Tout en longeant le parc ornés de glycines et de marronniers épanouis, elle réfléchit sur la question du don. Tout don n’est pas forcément sain surtout s’il est intéressé. Surtout s’il met l’autre dans une situation de dette. La gratuité du don ? C’est rien attendre de l’autre, ne pas forcer l’autre à répondre. Il y a une question de liberté dans l’échange du don, dans la circulation du don. Le circuit du don n’est pas forcément un cercle fermé mais plutôt un chemin plus ouvert avec l’importance de la transmission.

Camélia repense au lien qu’elle a avec ses deux filles, âgées de 3 ans et 5 ans. Elle leur a donné la vie. Elle ne désire pas que ses filles lui fassent un retour. La dette serait trop énorme. Elle ne pourrait pas se permettre de leurdire : «  Avec tout ce que j’ai fait pour toi ! ». Cela serait un coté pervers du don qui emprisonnerait l’autre. Mais ? Le don ne pourrait-il pas créer de la jalousie, de l’envie dans une relation ? Inconsciemment, elle peut donner plus à sa fille cadette qu’à son ainée. Et pourtant, elle les aime chacun pour ce qu’elles sont. Les dons peut être à la fois bienfaisance mais à la fois des cadeaux empoisonnées. Tout dépend de l’intention qui est portée derrière.

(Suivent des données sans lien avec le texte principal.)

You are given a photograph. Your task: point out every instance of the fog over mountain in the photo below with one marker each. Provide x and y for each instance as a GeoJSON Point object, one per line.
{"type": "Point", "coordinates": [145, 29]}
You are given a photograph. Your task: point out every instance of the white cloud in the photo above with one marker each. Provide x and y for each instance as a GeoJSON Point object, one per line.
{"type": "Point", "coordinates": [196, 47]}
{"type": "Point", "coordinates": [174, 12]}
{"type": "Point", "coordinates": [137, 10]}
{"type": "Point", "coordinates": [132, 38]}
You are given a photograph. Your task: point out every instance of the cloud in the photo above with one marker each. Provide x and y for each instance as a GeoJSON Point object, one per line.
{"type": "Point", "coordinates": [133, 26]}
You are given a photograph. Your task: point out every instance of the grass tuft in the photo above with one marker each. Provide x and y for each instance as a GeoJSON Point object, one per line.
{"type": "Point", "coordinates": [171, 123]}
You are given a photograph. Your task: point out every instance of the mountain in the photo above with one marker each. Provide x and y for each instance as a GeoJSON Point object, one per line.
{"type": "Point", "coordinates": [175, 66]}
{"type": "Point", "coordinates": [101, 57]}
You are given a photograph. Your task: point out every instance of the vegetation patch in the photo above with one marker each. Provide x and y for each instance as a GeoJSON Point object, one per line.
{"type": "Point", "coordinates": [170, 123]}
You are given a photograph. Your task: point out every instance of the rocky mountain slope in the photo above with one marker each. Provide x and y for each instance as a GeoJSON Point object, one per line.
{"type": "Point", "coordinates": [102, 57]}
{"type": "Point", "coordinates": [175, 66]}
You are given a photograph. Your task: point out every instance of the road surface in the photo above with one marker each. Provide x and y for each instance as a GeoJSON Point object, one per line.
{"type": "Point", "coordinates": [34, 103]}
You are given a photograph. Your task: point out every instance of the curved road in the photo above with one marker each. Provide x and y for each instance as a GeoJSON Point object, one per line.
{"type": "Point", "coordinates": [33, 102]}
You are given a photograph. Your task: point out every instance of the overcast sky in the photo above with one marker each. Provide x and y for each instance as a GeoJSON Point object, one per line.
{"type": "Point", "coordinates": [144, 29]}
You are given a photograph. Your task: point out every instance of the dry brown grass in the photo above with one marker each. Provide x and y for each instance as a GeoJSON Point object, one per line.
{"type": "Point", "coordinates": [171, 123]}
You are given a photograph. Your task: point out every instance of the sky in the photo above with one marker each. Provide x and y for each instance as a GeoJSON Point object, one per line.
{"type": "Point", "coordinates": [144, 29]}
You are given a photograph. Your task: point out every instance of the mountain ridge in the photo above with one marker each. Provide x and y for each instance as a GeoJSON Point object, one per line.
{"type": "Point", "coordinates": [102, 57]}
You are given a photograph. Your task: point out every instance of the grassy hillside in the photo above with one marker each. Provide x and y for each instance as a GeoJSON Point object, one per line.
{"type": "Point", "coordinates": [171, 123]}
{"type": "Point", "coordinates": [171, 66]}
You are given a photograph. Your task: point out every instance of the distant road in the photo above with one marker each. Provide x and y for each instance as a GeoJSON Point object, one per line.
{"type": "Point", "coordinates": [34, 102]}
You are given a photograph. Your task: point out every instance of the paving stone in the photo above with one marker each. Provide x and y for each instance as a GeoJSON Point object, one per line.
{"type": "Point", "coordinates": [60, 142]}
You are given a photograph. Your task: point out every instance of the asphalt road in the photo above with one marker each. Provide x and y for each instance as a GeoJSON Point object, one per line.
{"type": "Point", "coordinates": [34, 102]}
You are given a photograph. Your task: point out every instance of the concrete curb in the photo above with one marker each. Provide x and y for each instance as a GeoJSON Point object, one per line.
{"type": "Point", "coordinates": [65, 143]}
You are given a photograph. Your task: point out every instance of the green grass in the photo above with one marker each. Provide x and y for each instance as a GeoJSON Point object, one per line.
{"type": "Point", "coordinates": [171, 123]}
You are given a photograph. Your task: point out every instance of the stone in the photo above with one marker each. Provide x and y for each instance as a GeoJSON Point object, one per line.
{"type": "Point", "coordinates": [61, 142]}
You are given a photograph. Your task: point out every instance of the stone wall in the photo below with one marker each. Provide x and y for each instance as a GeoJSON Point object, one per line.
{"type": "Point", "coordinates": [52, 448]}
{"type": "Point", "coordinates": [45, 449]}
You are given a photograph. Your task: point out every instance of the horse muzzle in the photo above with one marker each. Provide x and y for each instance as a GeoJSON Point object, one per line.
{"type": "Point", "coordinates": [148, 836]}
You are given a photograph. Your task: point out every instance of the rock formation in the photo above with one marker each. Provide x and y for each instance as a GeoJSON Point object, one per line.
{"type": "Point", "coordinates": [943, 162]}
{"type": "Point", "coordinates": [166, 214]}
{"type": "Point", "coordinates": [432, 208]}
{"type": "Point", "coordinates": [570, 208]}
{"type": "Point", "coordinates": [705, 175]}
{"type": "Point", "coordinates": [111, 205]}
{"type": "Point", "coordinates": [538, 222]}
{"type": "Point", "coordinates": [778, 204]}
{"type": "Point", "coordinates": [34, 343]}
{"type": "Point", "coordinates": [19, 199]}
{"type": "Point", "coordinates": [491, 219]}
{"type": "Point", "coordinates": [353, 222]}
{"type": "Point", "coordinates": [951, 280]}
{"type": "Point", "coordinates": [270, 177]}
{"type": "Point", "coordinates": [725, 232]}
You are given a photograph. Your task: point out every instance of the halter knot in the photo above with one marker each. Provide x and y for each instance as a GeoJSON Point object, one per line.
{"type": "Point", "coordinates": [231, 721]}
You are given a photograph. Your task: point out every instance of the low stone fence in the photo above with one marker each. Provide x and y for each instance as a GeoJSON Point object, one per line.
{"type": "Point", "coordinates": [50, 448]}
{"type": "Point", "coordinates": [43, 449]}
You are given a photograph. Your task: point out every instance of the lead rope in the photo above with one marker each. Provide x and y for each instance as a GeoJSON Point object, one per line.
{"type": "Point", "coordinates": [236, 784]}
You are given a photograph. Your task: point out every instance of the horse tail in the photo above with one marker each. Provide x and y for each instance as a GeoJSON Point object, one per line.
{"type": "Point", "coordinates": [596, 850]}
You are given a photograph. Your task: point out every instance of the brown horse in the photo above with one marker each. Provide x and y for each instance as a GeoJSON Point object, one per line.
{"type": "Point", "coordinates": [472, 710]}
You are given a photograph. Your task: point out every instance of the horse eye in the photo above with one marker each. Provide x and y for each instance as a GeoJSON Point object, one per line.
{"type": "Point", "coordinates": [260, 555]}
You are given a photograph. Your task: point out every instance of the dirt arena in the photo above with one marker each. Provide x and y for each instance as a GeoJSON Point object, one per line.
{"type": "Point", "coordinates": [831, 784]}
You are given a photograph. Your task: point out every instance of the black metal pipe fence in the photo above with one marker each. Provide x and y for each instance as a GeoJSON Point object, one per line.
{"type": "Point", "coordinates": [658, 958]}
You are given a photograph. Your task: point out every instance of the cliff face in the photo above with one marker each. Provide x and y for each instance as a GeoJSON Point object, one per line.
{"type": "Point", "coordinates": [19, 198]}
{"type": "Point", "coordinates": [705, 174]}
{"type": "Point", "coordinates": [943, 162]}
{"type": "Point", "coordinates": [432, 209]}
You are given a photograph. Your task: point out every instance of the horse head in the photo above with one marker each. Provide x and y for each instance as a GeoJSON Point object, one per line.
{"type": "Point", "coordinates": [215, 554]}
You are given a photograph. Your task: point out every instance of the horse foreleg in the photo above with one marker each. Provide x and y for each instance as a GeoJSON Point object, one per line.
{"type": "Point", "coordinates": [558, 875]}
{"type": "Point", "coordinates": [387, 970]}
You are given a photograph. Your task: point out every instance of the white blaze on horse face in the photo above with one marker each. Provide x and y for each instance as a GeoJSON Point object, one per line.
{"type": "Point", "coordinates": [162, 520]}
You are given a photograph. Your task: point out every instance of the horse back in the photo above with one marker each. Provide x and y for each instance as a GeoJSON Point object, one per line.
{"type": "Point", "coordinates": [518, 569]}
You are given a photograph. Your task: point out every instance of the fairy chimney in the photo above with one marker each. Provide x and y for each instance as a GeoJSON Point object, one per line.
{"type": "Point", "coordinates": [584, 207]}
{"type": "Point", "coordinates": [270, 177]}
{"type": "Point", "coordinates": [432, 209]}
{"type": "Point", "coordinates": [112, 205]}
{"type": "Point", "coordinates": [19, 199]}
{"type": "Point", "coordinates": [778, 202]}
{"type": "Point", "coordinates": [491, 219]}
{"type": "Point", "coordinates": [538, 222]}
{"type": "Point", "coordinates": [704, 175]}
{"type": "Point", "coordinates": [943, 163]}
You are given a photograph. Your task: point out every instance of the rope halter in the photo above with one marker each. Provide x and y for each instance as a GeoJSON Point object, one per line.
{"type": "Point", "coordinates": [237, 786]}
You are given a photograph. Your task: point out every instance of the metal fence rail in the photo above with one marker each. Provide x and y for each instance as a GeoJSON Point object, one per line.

Camélia a largement dépassé la banque sent se rendre compte, tellement ses pensées la faisaient trottiner En ayant pris conscience, elle revient sur ses pas. Après avoir accompli sa mission, elle se dirige vers l’école. Retrouvailles avec ses filles qui se sont jetés sur elles. Elle est toute surprise et reçoit un cadeau de son ainée. Comme ça, gratuitement.

 

 

 

 

Voici quelques sources sur lesquelles vous pouvez approfondir sur le don :

Comeau, Geneviève. Peut-on donner sans condition ? justice et amour. Christus. Montrouge: Bayard, 2010.

« Fleurdorge8.qxd – ART-3_fleurdorge8.pdf ». Consulté le 7 avril 2014. http://www.irts-lr.fr/img/ART-3_fleurdorge8.pdf.

Godbout, Jacques. L’esprit du don. Édité par Alain Caillé. Nouv. éd. La Découverte-poche 86. Paris: la Découverte, 2000.

Godelier, Maurice. L’Enigme du don. Champs 527. Paris: Flammarion, 2002.

« La relation d’aide et la question du don – Cairn.info ». http://www.cairn.info/revue-nouvelle-revue-de-psychosociologie-2008-2-page-27.htm.

« La société vue du don – CHAN.pdf ».

http://www.revuedumauss.com.fr/media/CHAN.pdf.

 

 

[1] Godbout, Jacques. L’esprit du don. Édité par Alain Caillé. Nouv. éd. La Découverte-poche 86. Paris: la Découverte, 2000.